3.2. Age and Disease Duration

A comparison of the baseline demographics of the four maternal lineages (African, Amerindians, Caucasian, and Asian) is shown in Table 2. There was no difference in the sex ratios between the four mtDNA haplogroups. However, the study population was predominantly female (85% vs. 15%). Although it is known that females have a higher risk, our study population did not demonstrate a significant bias despite the younger age and smaller sample size. Statistical analysis revealed no significant difference (p = 0.99) in the distribution of females within the four haplogroups. The age of the patients in the four groups (African, Amerindian, Caucasian, and Asian) was similar, with an average age of 15.6 years and a range of 8 to 23 years old. The average age at diagnosis was 10.5 years and ranged from 2 to 18 years. The disease duration was also similar in all four groups, with an average of 5.2 years and a range of 0.25 to 17 years, underscoring the chronic nature of pSLE and the need for ongoing care.

3.3. Correlating Disease with mtDNA Haplogroup

Statistical analysis was carried out to compare the SLEDAI-2K [33] and SDI [34] scores of the different haplogroups. The comparison of the SLEDAI-2K of the four maternal lineages indicated a higher median score in the Amerindian (Score ave = 11.7) and African Score ave = 7.2) maternal lineages compared to the Caucasian (Score ave = 4.75) and Asian (Score ave = 3) maternal lineages (Table 3). Similar observations were also found for non-zero SDI scores, with higher percentages (54% and 40%) in the Amerindian and African maternal lineages. When individual maternal lineages were compared to each other, a significant omnibus p value of 0.017 was obtained. Significant differences in SLEDAI-2K scores were only observed between the Amerindian vs. Caucasian () and the Amerindian vs. Asian (p = 0.008) maternal lineages. However, there was no significant difference between Amerindians vs. Africans and Caucasian vs. Asian haplogroups. No significant differences were observed for the SDI scores when individual maternal lineages were compared to each other. Though the SLEDAI 2K varies with disease exacerbation and remission and therapies, those with more consistently high levels over time are at more risk for poor outcomes. Although the SLEDAI 2K was assessed at a single time point, certain mtDNA haplogroups had significantly higher numbers at the time of blood collection, which occurred at different times in the disease course of the patients (i.e., some were collected shortly after diagnosis, and some collected several years after diagnosis).
The SDI scores were examined in two ways: (1) treating SDI as a continuum and (2) examining the proportion of non-zero SDI scores across groups. An SDI score > 0 indicates organ damage and was noted in 9/27 (33%) patients in the overall sample, with 0% in those of Asian and Caucasian ancestry and 54% and 40% in those of Amerindian and African ancestry, respectively (Table 3). While omnibus tests indicated no overall differences in continuous SDI (p = 0.12) or proportion with a non-zero SDI (p = 0.10), the high SDI in the African and Amerindian groups suggests that these mtDNA haplogroups are at greater risk for irreversible damage. Our study did not take into account differences in economic or psychosocial factors related to the disease. These results demonstrate a higher disease severity in the Amerindian maternal lineage compared to the Caucasian and Asian maternal lineages.

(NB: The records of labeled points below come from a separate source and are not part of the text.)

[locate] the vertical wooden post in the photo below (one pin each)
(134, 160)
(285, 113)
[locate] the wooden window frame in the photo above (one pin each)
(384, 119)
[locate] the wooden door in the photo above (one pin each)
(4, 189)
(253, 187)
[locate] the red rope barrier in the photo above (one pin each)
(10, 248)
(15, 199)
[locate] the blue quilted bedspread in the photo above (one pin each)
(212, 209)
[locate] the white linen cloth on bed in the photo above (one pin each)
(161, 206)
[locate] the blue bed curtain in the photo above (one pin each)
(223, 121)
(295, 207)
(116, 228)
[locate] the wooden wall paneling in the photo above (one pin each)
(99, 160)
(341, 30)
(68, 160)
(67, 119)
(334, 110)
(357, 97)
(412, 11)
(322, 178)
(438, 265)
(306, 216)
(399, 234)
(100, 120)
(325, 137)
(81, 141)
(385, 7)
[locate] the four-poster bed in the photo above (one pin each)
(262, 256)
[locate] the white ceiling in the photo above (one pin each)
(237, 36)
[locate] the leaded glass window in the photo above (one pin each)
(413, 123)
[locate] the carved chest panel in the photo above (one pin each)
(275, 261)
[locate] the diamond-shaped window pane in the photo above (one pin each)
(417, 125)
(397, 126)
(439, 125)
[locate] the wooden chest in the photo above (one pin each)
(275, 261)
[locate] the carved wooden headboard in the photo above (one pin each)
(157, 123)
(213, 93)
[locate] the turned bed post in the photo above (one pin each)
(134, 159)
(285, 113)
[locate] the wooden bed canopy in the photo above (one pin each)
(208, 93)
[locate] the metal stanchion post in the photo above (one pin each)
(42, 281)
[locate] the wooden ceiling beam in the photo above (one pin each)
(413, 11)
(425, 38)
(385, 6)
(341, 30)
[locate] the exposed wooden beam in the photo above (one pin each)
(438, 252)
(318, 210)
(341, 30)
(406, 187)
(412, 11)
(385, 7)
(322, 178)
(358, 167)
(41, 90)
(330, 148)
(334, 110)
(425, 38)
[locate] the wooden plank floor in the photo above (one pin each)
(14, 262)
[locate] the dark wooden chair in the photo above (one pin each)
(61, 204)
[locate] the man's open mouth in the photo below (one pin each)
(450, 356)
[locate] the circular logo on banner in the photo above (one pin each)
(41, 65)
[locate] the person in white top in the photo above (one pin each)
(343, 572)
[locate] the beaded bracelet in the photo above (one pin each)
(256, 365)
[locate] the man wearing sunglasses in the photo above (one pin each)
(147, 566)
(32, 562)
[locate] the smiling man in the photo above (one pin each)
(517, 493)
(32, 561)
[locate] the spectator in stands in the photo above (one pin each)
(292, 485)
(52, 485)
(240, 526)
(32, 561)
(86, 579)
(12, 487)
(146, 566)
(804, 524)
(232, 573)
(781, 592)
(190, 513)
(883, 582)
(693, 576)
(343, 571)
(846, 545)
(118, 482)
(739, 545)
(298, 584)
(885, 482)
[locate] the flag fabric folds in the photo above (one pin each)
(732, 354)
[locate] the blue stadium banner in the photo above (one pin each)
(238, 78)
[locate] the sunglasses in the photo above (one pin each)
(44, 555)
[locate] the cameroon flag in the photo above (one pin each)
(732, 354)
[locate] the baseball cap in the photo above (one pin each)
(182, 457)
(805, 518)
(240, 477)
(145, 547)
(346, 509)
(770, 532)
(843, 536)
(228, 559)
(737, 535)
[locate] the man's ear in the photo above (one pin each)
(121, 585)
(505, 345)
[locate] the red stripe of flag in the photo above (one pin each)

3.4. Associations of Disease Duration with Disease Activity

The study compared the patients with SLEDAI-2K and SDI scores > 1 among the different mtDNA haplogroups (Table 4). SLEDAI 2K scores were higher (greater than or equal to 6) in the Amerindian (92%) and African (80%) mtDNA haplogroups compared to the Asian (none) mtDNA haplogroup. Likewise, the SDI > 1 scores indicating irreversible damage showed a trend (p = 0.10) towards being higher in the Amerindian (54%) mtDNA haplogroups compared to the Caucasian and Asian mtDNA haplogroups, despite similar average ages and disease durations. The mean follow-up periods were 5 years for African, 4.8 years for Amerindian, 4.6 years for Caucasian, and 7.5 years for Asian patients.
The SLEDAI-2K scores indicate the severity of disease activity over the month prior to assessment. Higher SLEDAI-2K scores, indicating active disease (>6), were observed in the African (Score ave = 7.2) and Amerindian (11.7) mtDNA haplogroups compared to the Caucasian (4.7) and Asian (3) mtDNA haplogroups. This suggests that African and Amerindian patients experience more active disease for longer time periods and potentially acquire greater end organ damage despite similar or shorter follow-up durations.

3.5. Lupus Nephritis

We compared the incidence and classification of lupus nephritis of the pSLE patients in the four maternal lineages (Table 5). Class II lupus nephritis (LN) or mesangial LN, which has pathologically varying glomerular immune complex patterns that include predominantly mesangial deposits, was significantly more common in the Caucasian (25%) and Asian (50%) haplogroups compared to the Amerindian (0%) and African (0%) haplogroups. Lupus nephritis Class III/IV or focal and diffuse proliferative LN has pathological mesangial and subendothelial deposits with endocapillary hypercellularity and infiltration of inflammatory cells, often with fibrinoid necrosis and crescentic lesions [7]. These classes were significantly more common in the Amerindian (85%) and African (50%) haplogroups compared to the Asian (0%) maternal lineage. Lupus nephritis Class V or membranous patients have antibodies to podocytes and pathological subendothelial deposits with prominent duplication of glomerular basement membranes (GBMs). This class was noted to be more common in the Asian (50%) and Caucasian (25%) haplogroups compared to the Amerindian (7%) and African maternal lineages (0%). It is intriguing that the pathophysiology of Classes II and V was more commonly observed in the Asian maternal lineage and Class III/IV was more common in the Amerindian and African maternal lineage. The incidence of CKD/ESRD was significantly higher in the Amerindian (15%) and African (20%) maternal lineages compared to the Caucasian (0%) and Asian (0%) maternal lineages.
These results show trends, but the small sample size must be takien into account; associations are suggested, but not established.

4. Discussion

Because of the small sample size, this is an exploratory, hypothesis-generating study that suggests a plausible association of the mtDNA haplogroups of Amerindian and African populations with the increased risk of renal disease compared to Caucasian and Asian populations. There is no clear association with the disease activity score, based on the SLEDAI-2K; but, since this tool only reflects the diseases activity for the preceding 30 days, the score changes as patients flare and are treated. Thus, although the differences in the SLEDAI-2K between the groups is interesting, it is not a reliable method for predicting outcomes. In fact, as the patients were treated, the SLEDAI-2K decreased, even as renal disease was detected and treated. Although a larger population of patients needs to be analyzed, these associations give credence to the role of mitochondria in immune dysregulation. Other studies have also shown an association of SLE with mitochondrial variants but they did not look at the same populations as in this study [30,31].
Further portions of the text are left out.